Von da an geht es aber abwärts. Ein Tiefschlag nach dem anderen, schließlich landet er als Obdachloser im Park. Auch das könnte auf den ersten Blick schlimmer sein: Die Baracken bieten immerhin ein halbwegs dichtes Dach über dem Kopf. Es entsteht eine Gemeinschaft. Essen gibt es reichlich, die Lädchen im Bahnhofsviertel überlassen bereitwillig abgelaufene Lebensmittel, und auch die Kirchengemeinden speisen die Armen großzügig.
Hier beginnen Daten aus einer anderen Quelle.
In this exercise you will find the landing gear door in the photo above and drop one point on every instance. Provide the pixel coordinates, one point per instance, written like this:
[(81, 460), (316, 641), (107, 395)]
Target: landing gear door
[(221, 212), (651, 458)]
Aber wenn der Kaiser sich ankündigt, um ins nahe gelegene Museum zu gehen, müssen Kazu und seine Schicksalsgenossen sofort ihre Hütten räumen – die Toleranz hat Grenzen, wenn die Polizei kommt, geht es schnell. Mit der Ankündigung der Olympischen Spiele bekommt die Bedrohung ein neues Ausmaß. Yu zeigt ein Tokio, das sich nur schwer mit den bekannten Bildern der Stadt in Einklang bringen lässt. Sie macht sichtbar, auf wessen Rücken das Wachstum der Stadt entstehen konnte – und welcher Zusammenhang besteht zwischen den imposanten Hochhäusern und den improvisierten Baracken im Park. Ein bisweilen harter und bitterer, aber auch: bitter notwendiger Roman.